Overall grades will be determined from:

  • Gradescope Exercises (20%)
  • Programming Assignments (30%)
  • Midterm Exam (20%)
  • Final Exam (30%)

Grades will be assigned using both plus and minus grades.

Academic honesty policy

You are encouraged to discuss the readings and concepts with classmates, but all work must be your own. Programming assignments must be your own, except for 2-person teams when teams are authorized. You may NOT look online for existing implementations of algorithms related to the programming assignments, even as a reference. Your code will be analyzed by automatic tools that detect plagiarism to ensure that it is original.

Students caught cheating will automatically fail the course and will be reported to the university. If in doubt about the ethics of any particular action, look at the university guidelines and/or ask—ignorance of the rules will not shield you from potential consequences.

Notice about students with disabilities

The University of Massachusetts Amherst provides upon request appropriate academic accommodations for qualified students with disabilities. For more information, contact Disability Services at 413-545-0892 (TTY) or disability@umass.edu.

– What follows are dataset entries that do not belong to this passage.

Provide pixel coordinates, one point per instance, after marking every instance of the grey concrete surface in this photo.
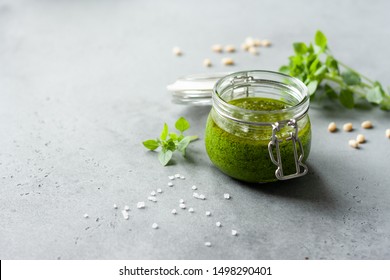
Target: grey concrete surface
(82, 84)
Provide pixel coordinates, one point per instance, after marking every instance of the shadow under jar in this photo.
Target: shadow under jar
(258, 129)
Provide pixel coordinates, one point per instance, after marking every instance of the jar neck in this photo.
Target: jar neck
(260, 84)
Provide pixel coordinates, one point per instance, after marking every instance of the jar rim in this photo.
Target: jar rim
(297, 110)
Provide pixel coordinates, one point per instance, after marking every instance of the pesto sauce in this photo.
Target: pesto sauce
(245, 156)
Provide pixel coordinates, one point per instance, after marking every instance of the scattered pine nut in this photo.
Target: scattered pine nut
(266, 43)
(217, 48)
(230, 48)
(257, 43)
(245, 47)
(353, 143)
(177, 51)
(125, 214)
(360, 139)
(366, 124)
(347, 127)
(141, 205)
(332, 127)
(227, 61)
(207, 62)
(253, 51)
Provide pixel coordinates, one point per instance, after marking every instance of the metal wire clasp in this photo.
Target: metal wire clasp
(297, 157)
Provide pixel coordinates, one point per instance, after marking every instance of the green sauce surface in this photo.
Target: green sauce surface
(244, 155)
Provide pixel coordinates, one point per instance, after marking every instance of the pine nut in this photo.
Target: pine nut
(253, 51)
(217, 48)
(230, 48)
(353, 143)
(332, 127)
(265, 43)
(249, 41)
(360, 139)
(347, 127)
(257, 43)
(366, 124)
(245, 46)
(227, 61)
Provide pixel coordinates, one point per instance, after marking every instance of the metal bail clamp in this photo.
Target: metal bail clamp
(297, 158)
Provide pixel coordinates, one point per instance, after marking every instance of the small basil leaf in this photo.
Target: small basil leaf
(350, 78)
(182, 124)
(374, 95)
(320, 40)
(164, 156)
(150, 144)
(346, 98)
(164, 132)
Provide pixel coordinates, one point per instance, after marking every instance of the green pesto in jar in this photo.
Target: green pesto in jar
(244, 154)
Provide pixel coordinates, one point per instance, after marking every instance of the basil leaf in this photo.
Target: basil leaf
(374, 95)
(320, 40)
(300, 48)
(182, 146)
(164, 133)
(164, 156)
(350, 78)
(150, 144)
(312, 86)
(182, 124)
(346, 98)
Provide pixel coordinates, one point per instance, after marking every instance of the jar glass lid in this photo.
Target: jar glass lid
(194, 89)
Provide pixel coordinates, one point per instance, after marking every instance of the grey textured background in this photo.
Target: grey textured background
(82, 84)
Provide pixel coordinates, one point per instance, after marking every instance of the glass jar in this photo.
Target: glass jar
(258, 129)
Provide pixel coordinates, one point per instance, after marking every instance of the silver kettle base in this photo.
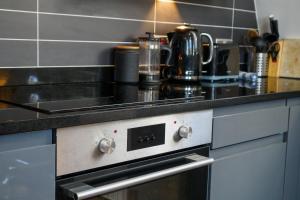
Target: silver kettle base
(186, 78)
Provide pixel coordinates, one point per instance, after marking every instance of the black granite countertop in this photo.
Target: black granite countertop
(15, 119)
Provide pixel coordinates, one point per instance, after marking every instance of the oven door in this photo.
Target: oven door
(181, 176)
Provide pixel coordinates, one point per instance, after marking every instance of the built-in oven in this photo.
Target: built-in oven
(159, 158)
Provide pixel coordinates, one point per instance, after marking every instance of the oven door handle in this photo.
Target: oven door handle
(86, 191)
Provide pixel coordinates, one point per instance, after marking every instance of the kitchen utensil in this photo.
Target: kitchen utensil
(287, 62)
(262, 62)
(248, 76)
(225, 64)
(274, 26)
(149, 64)
(127, 64)
(261, 45)
(274, 51)
(187, 53)
(270, 37)
(251, 59)
(251, 36)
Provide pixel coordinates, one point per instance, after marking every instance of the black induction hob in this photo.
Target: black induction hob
(63, 98)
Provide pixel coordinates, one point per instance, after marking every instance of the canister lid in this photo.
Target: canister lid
(127, 48)
(185, 28)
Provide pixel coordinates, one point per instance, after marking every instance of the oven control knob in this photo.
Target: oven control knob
(107, 145)
(184, 132)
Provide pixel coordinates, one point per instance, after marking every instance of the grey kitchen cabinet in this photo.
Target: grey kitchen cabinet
(252, 170)
(238, 124)
(292, 176)
(27, 166)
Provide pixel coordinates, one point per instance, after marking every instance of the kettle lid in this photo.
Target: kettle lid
(150, 37)
(185, 28)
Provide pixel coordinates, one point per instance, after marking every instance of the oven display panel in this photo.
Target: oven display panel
(144, 137)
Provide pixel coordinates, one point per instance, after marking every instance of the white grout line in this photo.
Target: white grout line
(18, 39)
(232, 23)
(245, 46)
(195, 4)
(21, 11)
(243, 10)
(86, 41)
(37, 35)
(96, 17)
(63, 66)
(155, 15)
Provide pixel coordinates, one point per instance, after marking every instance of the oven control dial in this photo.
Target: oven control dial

Notice about missed work due to religious holidays

University policy states that: Students have the right to make up examinations, study, or work requirements that they miss because of religious observance without any adverse or prejudicial effects. No fees may be charged to the student for the makeup exercise. The law also provides that such makeup work may not create an unreasonable burden upon the University. Therefore, students have an obligation to inform their course instructors, in advance, of the days on which they may be absent for religious reasons. Students should inform their course instructors in writing of the days they will be absent as early in the semester as possible and always prior to the day(s) on which they will be absent for religious reasons. Instructors, if they feel that it is important for course planning, have the right to require students to provide a written list of such days within one full calendar week after students' enrollment in the course, provided that the instructors list this requirement and deadline on the course outline or other handouts. In the event of a dispute between an instructor and a student in any course, either party should contact the Department Head or the Ombuds Office (413-545-0867).